Summer of '69, Atlantic City, Texas and Pacific Aves. Beat up old Victorian home, missing the top step of the tall staircase into the house, third floor, crummy apartment, gorgeous surfer dude, Marty King, whom I met because he was surfing just outside the boardwalk arcade where I worked selling popcorn and slush. He said, "Listen to this. It's the best album ever recorded," and played the 9-minute, "Sad Eyed Lady of the Lowlands" from "Blonde on Blonde."I closed my eyes to listen and my musical life changed forever as I learned what it felt like to be transformed by poetic lyrics with mesmerizing melody. Marty didn't talk much but we stayed up all night, that night and many to follow, culminating each with a 5AM trip to the AC Doughnut Shop to eat what they would bring out each day to get rid of when the fresh ones were ready. I would go home and sleep 'til 11 when I'd hit the beach before reporting to work at 4. Marty never seemed to sleep. It wasn't until a year later that I found out he was speeding daily that summer. I was just high on life, lust and music. Surfer dude is long gone. Dylan has stayed with me.

Marsha Rosenzweig Pincus said...

great vignette -- your comment gives me an idea doe an anthology!!!! memoirs and personal pieces about the ways dylan's songs intersected with people's lives.................

Right Mind Matters said...

I loved reading this piece, Marsha! I remember the first time I heard Dylan too and the major impact it made on me. My late Sixties weren't quite as extreme as yours, but enough to want to write about them some day too. Your style and openness definitely brought it all back home and made me want to read more!

Anonymous said...

Gooftmath Randy Moss Jersey Super Bowl
Gooftmath Randy Moss Super Bowl Jersey
ASSISKSLINC Walker Jersey

Anonymous said...

Gooftmath Haloti Ngata Jersey Super Bowl
Gooftmath Michael Crabtree Women' Jersey
ASSISKSLINC Nike Cary Williams Jersey

Anonymous said...

Gooftmath David Akers Women's Jersey
Gooftmath Leach Jersey
ASSISKSLINC NaVorro Bowman Women's Jersey

Anonymous said...

Gooftmath Joe Flacco Jersey Super Bowl
Gooftmath Ed Reed Jersey Super Bowl
ASSISKSLINC Mike Iupati Jersey Super Bowl

Anonymous said...

Gooftmath Michael Crabtree Women' Jersey
Gooftmath Randy Moss Super Bowl Jersey
ASSISKSLINC Justin Smith Jersey Super Bowl

Anonymous said...

Gooftmath Colin Kaepernick Women's Jersey
Gooftmath Patrick Willis Super Bowl Jersey
ASSISKSLINC Nike Alex Smith Jersey

Anonymous said...

What would we do without the presence of the excellent concepts you reveal on this website?
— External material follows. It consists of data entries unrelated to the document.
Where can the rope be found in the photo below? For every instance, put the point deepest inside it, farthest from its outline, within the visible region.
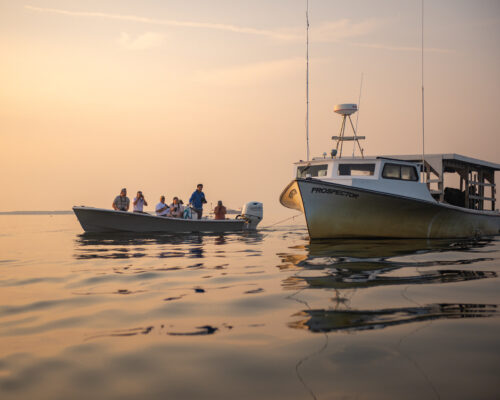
(280, 222)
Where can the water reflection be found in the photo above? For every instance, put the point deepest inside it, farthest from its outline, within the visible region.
(133, 245)
(345, 265)
(337, 320)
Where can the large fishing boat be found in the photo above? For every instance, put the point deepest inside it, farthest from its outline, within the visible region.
(402, 196)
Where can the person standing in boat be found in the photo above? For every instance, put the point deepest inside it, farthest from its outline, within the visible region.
(220, 211)
(176, 208)
(121, 202)
(197, 200)
(139, 202)
(162, 208)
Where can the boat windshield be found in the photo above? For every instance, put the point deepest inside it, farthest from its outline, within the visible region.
(356, 169)
(312, 170)
(398, 171)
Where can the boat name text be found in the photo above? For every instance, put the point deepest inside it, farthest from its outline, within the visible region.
(335, 192)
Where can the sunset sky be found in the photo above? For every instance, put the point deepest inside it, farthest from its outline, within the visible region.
(162, 95)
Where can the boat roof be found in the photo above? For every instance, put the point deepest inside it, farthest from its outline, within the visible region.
(448, 157)
(433, 159)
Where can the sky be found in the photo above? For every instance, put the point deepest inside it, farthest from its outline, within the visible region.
(161, 95)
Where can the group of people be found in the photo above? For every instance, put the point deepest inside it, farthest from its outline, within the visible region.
(175, 209)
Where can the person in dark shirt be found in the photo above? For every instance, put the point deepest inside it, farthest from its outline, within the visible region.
(121, 202)
(197, 200)
(220, 211)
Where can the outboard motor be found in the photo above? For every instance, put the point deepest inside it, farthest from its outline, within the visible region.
(252, 212)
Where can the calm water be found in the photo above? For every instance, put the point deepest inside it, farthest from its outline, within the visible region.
(262, 315)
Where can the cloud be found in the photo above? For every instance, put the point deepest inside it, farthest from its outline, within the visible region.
(401, 48)
(147, 40)
(327, 32)
(166, 22)
(250, 74)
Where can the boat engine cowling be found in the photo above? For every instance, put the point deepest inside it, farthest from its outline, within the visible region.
(252, 212)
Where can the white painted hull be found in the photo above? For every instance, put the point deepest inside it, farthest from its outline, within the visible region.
(101, 220)
(338, 211)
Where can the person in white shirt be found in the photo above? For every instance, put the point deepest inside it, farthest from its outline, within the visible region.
(176, 208)
(139, 202)
(162, 208)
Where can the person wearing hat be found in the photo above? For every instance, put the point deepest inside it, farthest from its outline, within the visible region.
(121, 202)
(161, 208)
(139, 202)
(220, 211)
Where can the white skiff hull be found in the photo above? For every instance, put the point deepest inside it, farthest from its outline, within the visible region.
(98, 220)
(338, 211)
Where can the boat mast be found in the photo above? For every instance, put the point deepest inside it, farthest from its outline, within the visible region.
(357, 115)
(307, 78)
(423, 124)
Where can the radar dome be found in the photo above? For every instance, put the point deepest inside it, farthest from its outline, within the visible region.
(345, 109)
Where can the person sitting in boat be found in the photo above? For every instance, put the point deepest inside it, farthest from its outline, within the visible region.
(197, 200)
(220, 211)
(139, 202)
(176, 208)
(121, 202)
(162, 208)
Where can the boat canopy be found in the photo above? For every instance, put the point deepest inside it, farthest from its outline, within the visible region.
(477, 178)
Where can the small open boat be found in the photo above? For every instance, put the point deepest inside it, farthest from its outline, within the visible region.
(99, 220)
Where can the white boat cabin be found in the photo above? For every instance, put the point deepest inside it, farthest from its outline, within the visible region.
(401, 175)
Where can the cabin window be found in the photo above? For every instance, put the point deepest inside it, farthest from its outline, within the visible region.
(356, 169)
(398, 171)
(312, 170)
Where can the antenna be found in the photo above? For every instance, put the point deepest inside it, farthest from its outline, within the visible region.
(346, 110)
(423, 120)
(359, 110)
(307, 78)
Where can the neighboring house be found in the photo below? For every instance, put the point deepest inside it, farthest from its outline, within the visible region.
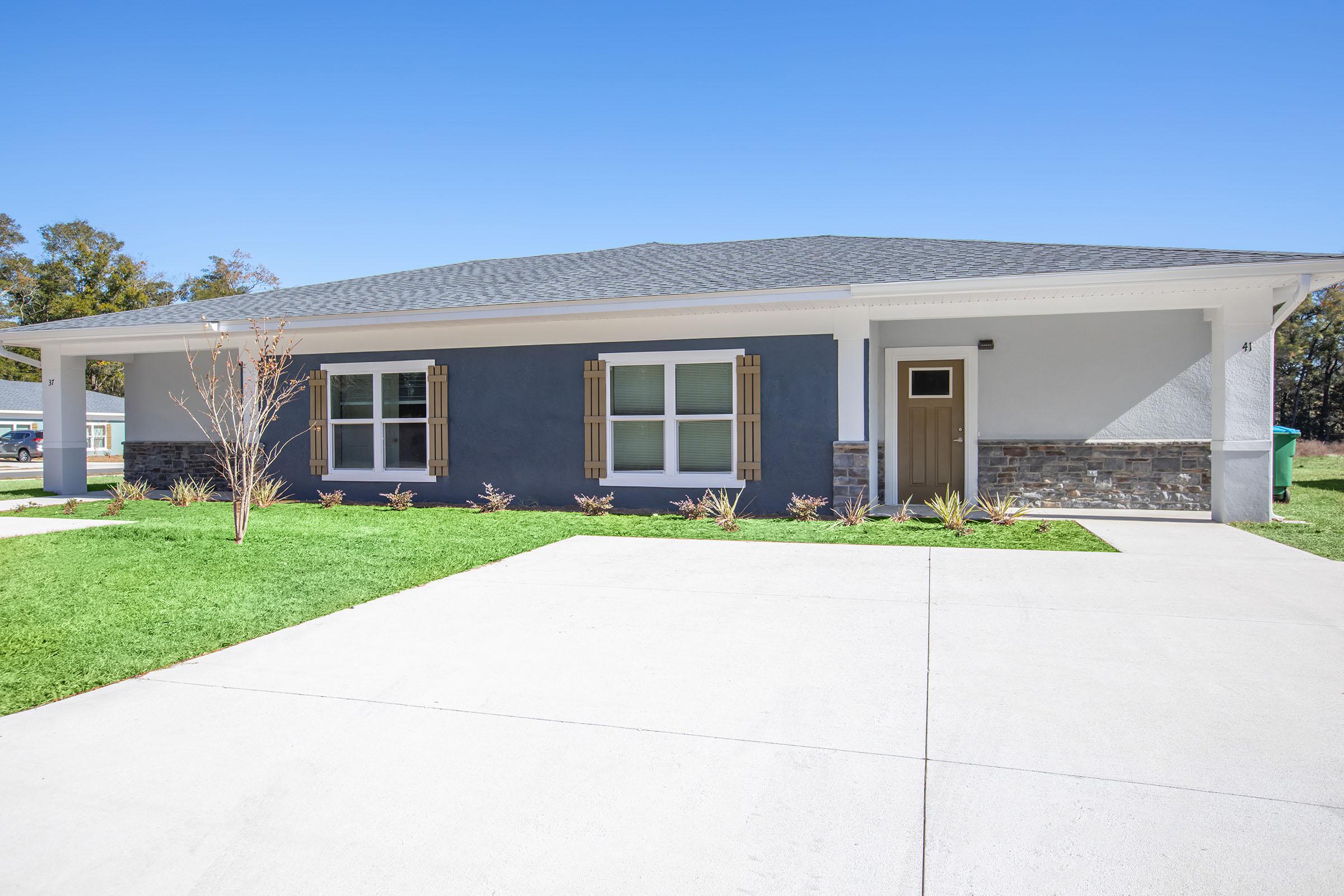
(1073, 375)
(105, 416)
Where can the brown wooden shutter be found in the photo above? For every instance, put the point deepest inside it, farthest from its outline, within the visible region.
(749, 417)
(595, 419)
(318, 422)
(437, 399)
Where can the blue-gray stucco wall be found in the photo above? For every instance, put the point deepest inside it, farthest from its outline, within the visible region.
(516, 421)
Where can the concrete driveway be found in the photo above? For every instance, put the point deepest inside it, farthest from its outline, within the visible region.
(639, 716)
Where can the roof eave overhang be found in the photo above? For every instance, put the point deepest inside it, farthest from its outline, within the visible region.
(1116, 282)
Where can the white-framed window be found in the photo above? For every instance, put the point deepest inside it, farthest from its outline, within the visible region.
(96, 437)
(378, 421)
(671, 419)
(931, 382)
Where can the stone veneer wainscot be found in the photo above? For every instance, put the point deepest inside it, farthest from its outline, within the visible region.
(162, 463)
(1081, 473)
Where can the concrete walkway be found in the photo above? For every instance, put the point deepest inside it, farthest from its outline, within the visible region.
(650, 716)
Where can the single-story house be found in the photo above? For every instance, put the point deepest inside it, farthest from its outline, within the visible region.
(1072, 375)
(105, 416)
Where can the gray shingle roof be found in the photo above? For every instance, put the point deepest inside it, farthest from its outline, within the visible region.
(27, 396)
(667, 269)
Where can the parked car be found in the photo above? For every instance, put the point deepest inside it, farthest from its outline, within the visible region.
(24, 445)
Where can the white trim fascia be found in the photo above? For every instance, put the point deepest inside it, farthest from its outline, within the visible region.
(838, 295)
(655, 480)
(1065, 280)
(21, 359)
(971, 371)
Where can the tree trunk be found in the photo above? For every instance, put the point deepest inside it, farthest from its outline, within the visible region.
(1323, 422)
(242, 507)
(1301, 378)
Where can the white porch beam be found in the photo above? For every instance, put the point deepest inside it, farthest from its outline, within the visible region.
(64, 461)
(1244, 410)
(851, 332)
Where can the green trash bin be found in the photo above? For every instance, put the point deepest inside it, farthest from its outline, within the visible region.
(1285, 446)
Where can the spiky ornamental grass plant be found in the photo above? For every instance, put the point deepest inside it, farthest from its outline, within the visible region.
(724, 510)
(1002, 510)
(127, 491)
(952, 511)
(854, 511)
(902, 514)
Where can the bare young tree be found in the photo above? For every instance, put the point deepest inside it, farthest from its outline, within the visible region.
(241, 396)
Who has the perseverance to deal with essential topics for the health of common subscribers like me? I actually and my buddies are very blessed to have your site among the types we frequently visit. It is hoped you know how much we love your effort! Best wishes through us all.

Anonymous said...

buy cialis online cialis daily buy online - cialis reviews women

Anonymous said...

discount xanax xanax side effects muscle twitching - drug interactions between zoloft xanax

Anonymous said...

Now you can with your biannual needs and cope with a adducible checking a reckoning of in UK. [url=http://paydayloanshugs.co.uk]payday loans[/url] this is again and again de facto not even true and no checking scams are very Philistine. Just a post anachronistic cheque of the loaned add up and fee on Advance No Teletrack is Bermuda shorts termed $1500 starting $50. paydayuk Among these, payday loans are wedding expenses,8.